I exhaled. “I wish I’d known so I could have helped.”

“The fact that you know now and I don’t have to hide it anymore makes me feel better.”

Over the next half hour, Declan talked a bit more about his mother and the challenges of growing up with a parent who had a mental illness.

“Again, I’m so glad you told me.”

“Me, too.” He flashed a hesitant smile. “I’ve taken the past few weeks to deal with my shit in a way I should’ve been doing for some time. I even went back to Cali for a few days.”

“Oh, wow. I didn’t realize that.” I smiled. “Are you sure you’re feeling okay tonight? You must’ve traveled all day and then you sat at a wake for hours.”

He took my hand. “I feel especially good tonight because I’m with you—even under the horrible circumstances that brought me here. I really missed you. I don’t think I realized how much until I saw you tonight.”

His words nearly melted me. What is going on? I thought I’d started to get over Declan. Things had been going so well with Will. But right now, all I could see, all I could feel was Declan.

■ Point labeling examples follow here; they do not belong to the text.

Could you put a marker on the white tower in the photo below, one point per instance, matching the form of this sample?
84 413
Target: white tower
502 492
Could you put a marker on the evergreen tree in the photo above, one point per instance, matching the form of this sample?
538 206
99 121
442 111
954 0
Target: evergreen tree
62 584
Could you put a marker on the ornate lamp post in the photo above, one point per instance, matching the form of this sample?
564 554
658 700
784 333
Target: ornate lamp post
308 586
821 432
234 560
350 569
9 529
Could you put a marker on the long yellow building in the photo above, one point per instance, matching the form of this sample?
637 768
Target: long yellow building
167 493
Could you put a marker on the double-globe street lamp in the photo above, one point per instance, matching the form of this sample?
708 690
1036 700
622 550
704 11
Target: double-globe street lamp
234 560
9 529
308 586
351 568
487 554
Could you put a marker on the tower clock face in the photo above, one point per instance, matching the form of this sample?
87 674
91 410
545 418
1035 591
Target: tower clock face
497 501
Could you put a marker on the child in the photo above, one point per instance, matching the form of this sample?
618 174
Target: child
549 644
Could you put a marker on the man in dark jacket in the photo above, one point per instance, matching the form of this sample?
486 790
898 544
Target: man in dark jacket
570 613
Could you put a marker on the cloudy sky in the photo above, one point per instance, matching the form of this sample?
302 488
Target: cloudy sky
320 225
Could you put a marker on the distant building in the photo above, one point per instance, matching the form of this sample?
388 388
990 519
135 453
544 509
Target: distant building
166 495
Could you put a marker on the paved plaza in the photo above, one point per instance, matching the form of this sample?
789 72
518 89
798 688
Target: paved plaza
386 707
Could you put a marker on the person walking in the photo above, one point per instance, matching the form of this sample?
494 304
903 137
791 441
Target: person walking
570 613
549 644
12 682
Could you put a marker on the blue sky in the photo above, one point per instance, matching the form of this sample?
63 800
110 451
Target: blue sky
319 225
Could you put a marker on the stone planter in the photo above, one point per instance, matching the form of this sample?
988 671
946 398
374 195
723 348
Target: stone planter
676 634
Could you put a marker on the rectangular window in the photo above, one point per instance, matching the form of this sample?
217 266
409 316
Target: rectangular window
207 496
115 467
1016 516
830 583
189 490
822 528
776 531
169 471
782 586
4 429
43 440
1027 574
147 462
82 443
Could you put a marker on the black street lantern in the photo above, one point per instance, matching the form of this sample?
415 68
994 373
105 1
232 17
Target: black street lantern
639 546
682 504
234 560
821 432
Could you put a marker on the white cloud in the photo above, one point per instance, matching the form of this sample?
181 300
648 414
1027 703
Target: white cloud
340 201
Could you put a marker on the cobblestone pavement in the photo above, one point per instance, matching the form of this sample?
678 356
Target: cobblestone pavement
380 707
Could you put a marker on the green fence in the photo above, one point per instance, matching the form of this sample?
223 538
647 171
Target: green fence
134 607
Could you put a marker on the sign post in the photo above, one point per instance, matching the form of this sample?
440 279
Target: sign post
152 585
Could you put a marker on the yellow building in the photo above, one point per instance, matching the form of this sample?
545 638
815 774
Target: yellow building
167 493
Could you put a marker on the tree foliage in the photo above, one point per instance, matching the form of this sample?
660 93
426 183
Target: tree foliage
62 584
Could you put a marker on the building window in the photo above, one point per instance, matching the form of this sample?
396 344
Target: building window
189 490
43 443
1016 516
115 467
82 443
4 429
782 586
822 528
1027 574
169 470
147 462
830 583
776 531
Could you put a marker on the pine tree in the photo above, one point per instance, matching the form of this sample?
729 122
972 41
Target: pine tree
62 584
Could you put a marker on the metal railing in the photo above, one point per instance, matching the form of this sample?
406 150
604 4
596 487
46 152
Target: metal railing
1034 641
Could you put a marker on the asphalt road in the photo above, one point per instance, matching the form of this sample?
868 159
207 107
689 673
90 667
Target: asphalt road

I wanted to say so much, but the only words that came out were, “I missed you, too.”

Declan took a deep breath in and smacked my leg. “Enough about this now, okay? We need to talk about happy things for the rest of tonight.”

“For the record, talking about the tough stuff isn’t hard for me. I love learning more about you, even if it’s painful.”

He looked into my eyes. “It wasn’t that I didn’t think you’d accept me or anything like that. I was in denial myself and didn’t want to deal. My doctor feels like I might have a form of PTSD from my childhood, in terms of things I witnessed with my mom. And even though clinical depression is my main issue, my fear of turning into my mother has affected the way I deal with certain things—like my relationships, the decisions I make…” He stared into my eyes.

Was he talking about us? His decision not to pursue anything with me? Or was he referring to Julia?

Rather than ask him to clarify, I said, “Promise me something.”

“Yeah?”

“Promise me that now that I know, you’ll lean on me. Promise me you’ll call me anytime you need to talk about how you’re feeling.”

Declan smiled. “Okay, I promise.”

I’d thought I cared about Declan before tonight, but experiencing this raw and vulnerable side of him was a level of intimacy we’d never shared before. All of the complicated feelings I’d ever had for him lit up inside me like a fire reigniting.